Dr Philippa Whitford, the Scottish National Party MP for Central Ayrshire, and SNP Health spokesperson in the House of Commons, said: ‘In the first wave of COVID-19, the UK response was too slow and behind the curve. In early March, with the virus spreading exponentially, cases were doubling in less than a week. Delays of even a few days in taking action meant soaring cases and, tragically, greater loss of life.

‘We cannot let this happen again if there is a second wave later this year. It is important to have a rapid inquiry, involving cross-party MPs and Peers along with the science and health community, to consider the key components of the response; including testing, contact tracing and PPE provision.

‘It’s vital to learn the lessons of the last five months so we don’t end up back at square one.’

Liz Saville-Roberts, the Plaid Cymru MP for Dwyfor Meirionnydd, said: ‘We need to learn lessons fast and prepare for the new problems emerging. A huge challenge now seems to be how to act fast on flare-ups. This government cannot handle this alone by centralist thinking – it needs to be reviewed by experts and cross-party structures with a focus on empowering local areas. That’s why an urgent independent public inquiry is vital to change the approach.’

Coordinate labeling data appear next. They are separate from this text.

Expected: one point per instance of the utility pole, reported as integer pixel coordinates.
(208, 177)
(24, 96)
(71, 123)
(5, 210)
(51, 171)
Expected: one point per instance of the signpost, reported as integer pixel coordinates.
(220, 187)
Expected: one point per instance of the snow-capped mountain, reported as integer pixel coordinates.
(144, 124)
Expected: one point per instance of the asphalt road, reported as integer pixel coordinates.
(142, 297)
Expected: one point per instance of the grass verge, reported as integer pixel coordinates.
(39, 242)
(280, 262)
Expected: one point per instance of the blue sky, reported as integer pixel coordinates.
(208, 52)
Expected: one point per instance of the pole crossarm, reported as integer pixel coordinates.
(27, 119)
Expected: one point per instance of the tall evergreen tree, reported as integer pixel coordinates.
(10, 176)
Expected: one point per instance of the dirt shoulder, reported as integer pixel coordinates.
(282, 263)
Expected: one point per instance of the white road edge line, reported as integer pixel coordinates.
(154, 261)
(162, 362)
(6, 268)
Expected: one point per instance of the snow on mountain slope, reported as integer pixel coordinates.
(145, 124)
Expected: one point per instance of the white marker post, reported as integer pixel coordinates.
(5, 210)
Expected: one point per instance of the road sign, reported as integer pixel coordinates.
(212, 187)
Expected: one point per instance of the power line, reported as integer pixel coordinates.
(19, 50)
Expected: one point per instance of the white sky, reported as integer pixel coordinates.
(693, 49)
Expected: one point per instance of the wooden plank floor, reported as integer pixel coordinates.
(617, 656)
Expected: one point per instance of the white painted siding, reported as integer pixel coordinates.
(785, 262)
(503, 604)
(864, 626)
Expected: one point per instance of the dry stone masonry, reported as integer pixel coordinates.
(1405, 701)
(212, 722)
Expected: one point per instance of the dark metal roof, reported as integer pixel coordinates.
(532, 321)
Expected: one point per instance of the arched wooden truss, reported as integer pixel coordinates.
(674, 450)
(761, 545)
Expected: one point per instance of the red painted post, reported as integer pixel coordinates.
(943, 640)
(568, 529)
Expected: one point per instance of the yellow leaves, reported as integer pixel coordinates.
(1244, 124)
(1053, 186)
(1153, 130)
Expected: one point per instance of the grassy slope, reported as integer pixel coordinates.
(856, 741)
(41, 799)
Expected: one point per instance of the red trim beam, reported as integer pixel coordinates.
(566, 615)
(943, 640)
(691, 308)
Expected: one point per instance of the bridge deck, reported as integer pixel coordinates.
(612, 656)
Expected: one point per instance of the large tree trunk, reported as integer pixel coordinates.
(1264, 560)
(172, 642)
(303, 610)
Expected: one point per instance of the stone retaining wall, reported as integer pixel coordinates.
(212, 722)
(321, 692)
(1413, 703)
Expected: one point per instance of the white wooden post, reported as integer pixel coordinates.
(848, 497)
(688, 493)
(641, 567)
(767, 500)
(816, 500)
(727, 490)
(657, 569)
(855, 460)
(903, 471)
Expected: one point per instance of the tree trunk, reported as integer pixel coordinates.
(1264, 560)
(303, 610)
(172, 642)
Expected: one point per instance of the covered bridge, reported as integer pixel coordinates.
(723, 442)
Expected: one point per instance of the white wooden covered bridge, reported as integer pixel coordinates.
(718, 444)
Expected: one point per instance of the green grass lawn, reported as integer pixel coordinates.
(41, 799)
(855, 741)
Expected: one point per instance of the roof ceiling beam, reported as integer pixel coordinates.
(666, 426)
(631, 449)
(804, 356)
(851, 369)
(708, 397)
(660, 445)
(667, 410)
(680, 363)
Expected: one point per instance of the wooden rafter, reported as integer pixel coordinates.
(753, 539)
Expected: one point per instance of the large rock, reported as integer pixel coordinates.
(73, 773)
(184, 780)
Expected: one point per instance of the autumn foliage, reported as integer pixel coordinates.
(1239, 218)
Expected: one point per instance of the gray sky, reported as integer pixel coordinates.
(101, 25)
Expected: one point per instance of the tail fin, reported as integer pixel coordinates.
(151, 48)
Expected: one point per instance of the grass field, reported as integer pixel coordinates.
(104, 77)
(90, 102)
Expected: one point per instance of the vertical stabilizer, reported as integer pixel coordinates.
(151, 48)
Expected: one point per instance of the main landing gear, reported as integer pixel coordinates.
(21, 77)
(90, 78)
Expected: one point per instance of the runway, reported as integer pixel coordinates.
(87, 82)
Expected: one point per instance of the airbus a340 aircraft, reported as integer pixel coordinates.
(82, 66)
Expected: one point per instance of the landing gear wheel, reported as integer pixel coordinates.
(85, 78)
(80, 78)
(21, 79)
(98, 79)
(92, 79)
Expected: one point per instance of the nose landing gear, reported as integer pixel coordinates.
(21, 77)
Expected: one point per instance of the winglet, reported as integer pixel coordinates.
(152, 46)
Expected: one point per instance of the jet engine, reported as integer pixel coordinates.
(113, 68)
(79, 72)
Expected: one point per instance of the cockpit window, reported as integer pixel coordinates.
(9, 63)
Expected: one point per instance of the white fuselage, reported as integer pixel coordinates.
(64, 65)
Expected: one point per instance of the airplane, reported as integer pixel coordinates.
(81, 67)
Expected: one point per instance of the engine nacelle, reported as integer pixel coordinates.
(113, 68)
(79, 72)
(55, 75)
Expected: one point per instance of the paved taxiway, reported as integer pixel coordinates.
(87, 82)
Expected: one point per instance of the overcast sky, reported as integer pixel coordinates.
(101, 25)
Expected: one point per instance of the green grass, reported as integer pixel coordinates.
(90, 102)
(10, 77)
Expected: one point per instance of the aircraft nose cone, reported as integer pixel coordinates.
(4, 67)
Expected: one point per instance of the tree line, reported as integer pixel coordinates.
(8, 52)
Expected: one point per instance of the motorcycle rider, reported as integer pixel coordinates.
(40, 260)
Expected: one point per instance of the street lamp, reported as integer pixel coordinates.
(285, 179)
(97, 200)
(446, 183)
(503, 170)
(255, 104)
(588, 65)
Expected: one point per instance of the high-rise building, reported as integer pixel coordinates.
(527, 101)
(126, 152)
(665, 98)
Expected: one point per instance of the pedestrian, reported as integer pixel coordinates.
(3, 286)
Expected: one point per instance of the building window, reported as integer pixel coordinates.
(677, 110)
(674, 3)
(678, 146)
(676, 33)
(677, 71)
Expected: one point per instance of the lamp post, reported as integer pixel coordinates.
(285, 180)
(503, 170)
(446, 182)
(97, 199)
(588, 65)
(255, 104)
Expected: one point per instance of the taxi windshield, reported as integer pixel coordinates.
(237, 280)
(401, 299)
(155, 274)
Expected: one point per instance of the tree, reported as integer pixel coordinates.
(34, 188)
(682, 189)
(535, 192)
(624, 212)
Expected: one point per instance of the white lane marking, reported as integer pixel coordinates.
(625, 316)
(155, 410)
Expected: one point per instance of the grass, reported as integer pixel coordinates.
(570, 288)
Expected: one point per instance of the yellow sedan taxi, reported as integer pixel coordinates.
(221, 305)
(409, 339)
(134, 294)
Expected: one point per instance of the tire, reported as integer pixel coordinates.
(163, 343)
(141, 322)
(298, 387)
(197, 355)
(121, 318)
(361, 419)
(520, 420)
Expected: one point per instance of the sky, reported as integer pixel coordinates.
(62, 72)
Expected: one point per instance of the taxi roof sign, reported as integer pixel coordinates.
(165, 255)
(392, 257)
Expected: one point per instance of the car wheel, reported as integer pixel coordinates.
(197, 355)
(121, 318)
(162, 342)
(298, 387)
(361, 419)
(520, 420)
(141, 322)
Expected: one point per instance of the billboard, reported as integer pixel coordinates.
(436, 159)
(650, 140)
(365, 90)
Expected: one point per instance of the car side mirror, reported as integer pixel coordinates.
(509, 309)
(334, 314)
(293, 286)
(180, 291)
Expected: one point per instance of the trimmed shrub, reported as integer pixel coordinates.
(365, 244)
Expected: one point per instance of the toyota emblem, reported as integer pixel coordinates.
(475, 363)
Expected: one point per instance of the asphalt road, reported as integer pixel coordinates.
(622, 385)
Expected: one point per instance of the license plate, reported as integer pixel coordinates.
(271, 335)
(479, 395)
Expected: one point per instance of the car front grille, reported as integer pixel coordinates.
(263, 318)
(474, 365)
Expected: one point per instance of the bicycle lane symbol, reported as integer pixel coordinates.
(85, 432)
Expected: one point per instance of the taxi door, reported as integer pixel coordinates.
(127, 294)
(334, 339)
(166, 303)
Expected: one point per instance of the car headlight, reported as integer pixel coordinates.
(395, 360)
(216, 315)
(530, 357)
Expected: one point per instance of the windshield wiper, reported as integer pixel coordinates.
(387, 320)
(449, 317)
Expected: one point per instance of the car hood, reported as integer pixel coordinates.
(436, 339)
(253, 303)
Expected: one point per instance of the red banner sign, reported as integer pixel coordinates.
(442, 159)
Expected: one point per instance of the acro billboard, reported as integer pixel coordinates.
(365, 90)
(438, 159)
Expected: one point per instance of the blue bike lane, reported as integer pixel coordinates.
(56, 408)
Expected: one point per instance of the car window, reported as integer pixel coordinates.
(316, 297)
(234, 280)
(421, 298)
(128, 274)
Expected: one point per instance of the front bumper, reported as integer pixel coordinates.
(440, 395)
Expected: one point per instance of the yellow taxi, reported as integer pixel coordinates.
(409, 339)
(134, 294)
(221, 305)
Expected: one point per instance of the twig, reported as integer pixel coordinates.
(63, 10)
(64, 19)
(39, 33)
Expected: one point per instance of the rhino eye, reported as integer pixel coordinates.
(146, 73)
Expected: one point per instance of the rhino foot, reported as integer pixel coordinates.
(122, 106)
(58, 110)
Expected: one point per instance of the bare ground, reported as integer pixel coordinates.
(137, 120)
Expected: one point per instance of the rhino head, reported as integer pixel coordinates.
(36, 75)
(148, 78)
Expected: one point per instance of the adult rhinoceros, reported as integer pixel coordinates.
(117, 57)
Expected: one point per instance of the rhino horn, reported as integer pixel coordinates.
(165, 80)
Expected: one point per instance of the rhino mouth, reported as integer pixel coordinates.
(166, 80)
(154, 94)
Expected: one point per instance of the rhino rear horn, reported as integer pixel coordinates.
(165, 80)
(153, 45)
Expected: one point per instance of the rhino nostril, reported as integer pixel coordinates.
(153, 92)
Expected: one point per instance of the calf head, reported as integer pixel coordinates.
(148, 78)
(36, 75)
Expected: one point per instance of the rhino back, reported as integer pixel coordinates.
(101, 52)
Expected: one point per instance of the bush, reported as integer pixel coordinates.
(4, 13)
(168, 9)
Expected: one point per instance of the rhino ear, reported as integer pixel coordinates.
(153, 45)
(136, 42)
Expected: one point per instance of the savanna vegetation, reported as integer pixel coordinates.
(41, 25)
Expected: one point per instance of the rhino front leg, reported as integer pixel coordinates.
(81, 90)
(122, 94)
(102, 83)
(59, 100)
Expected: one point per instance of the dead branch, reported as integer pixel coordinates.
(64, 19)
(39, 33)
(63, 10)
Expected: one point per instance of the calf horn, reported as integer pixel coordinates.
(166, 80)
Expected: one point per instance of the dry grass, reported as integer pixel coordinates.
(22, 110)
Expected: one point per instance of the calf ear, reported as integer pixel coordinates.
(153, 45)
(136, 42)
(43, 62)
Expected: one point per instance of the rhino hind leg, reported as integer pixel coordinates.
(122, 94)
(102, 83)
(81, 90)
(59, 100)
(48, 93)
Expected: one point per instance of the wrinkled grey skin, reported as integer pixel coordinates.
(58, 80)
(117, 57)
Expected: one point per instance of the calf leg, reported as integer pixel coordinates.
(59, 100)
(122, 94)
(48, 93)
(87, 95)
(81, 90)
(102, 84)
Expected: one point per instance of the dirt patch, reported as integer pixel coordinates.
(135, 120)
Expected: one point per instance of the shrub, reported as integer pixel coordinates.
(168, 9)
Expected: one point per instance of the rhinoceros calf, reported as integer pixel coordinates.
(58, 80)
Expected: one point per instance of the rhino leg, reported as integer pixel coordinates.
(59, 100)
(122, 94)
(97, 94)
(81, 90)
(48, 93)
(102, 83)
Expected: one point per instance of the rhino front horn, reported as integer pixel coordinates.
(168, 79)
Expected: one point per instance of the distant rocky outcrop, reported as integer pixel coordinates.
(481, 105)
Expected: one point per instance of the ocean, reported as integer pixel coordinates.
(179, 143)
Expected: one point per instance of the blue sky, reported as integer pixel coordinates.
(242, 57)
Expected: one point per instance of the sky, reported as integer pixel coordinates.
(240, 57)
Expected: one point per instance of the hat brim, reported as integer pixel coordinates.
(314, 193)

Dr Sarah Wollaston, former chair of the House of Commons Liaison Committee and former chair of the Health and Social Care Select Committee, and supporter of March for Change, said: ‘An inquiry needs the flexibility to be wide ranging in scope and able to produce its conclusions in time to improve the preparedness and response to any second wave.

‘It is vital that it commands both public and cross-party support and trust. That would be helped if its membership included impartial cross bench scientific and clinical expertise from the Lords.’

Tom Brufatto, director, March for Change, added: ‘We are not at the end of this pandemic, and with the highest death rates in Europe, we cannot afford to be complacent during the summer months.

‘People are shocked that here in the UK, a country known for its world-leading science and envied healthcare system, we have suffered so much more compared to other countries across Europe and the world. The government approach has eroded public trust, and it must be a priority of any government to ensure it is restored.

‘We do not know if coronavirus will rear its ugly head again later in the year, and we cannot afford to make the same mistakes twice. We need an urgent public inquiry now, while we still have time to learn lessons and save lives.’